Although multiple "On" readings can be possible, multiple "Kun" readings are much more common. One cause of this is overlap in the meaning of native Japanese words which led to them being attached to the same kanji. In addition, Japanese, unlike Chinese, is an inflective language with lexical variants (like "reduce" and "reduction" in English). The most common example of this are Japanese transitive and intransitive verbs, such as "oriru"(to go down), and "orosu"(to let down). Variants like these generally share the base they have in common ("o" in the above example) as the reading for the kanji. The next section explains this in better detail.
Because native Japanese verbs and (some) adjectives inflect, they require a little more flexibility than kanji can provide. Okurigana is used for this purpose. "Okurigana" are Hiragana letters that trail the kanji and indicate its inflected meaning. For example, ながい ("nagai") means "long". Its negative form, "not long", is ながくない ("nagakunai"), its past tense, "was long", is ながかった ("nagakatta"), and it's past negative, "wasn't long", is ながくなかった ("nagakunakatta"). From this pattern, you can see that while the ending changes to indicate different inflected forms, the base remains unchanged and provides the basic root of meaning.
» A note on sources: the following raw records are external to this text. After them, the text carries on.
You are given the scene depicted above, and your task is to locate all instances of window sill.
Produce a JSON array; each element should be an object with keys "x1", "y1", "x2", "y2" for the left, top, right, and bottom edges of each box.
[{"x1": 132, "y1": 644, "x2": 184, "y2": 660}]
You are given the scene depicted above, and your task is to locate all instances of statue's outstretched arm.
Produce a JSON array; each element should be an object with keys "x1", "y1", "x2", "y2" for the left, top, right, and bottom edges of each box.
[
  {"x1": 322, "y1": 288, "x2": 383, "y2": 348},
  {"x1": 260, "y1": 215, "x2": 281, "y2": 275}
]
For this reason, the base ("naga" here) is included as the reading of the kanji, while the ending ("i","kunai",etc.) is written out following the kanji as follows - 長い, 長くない, 長かった, 長くなかった. This combination of kanji and Hiragana makes it easy to pick out words, and it is largely for this reason that the Japanese written language does not require spaces. When a word appears in modern Japanese, the okurigana will be written out after the kanji, while the kanji itself is considered to stand in for the base.
The majority of kanji are composed of two elements, the "radical" and the phonetic element (see The Ideographic Myth below for more on the phonetic aspect of kanji). Knowing the radical of a kanji is beneficial in two ways — it hints at the meaning of the kanji, and it also allows you quickly look up the kanji in a dictionary. Radicals can appear anywhere, even surrounding a character, but are often found on the left side of the character. Also, the entire character itself can also be a radical.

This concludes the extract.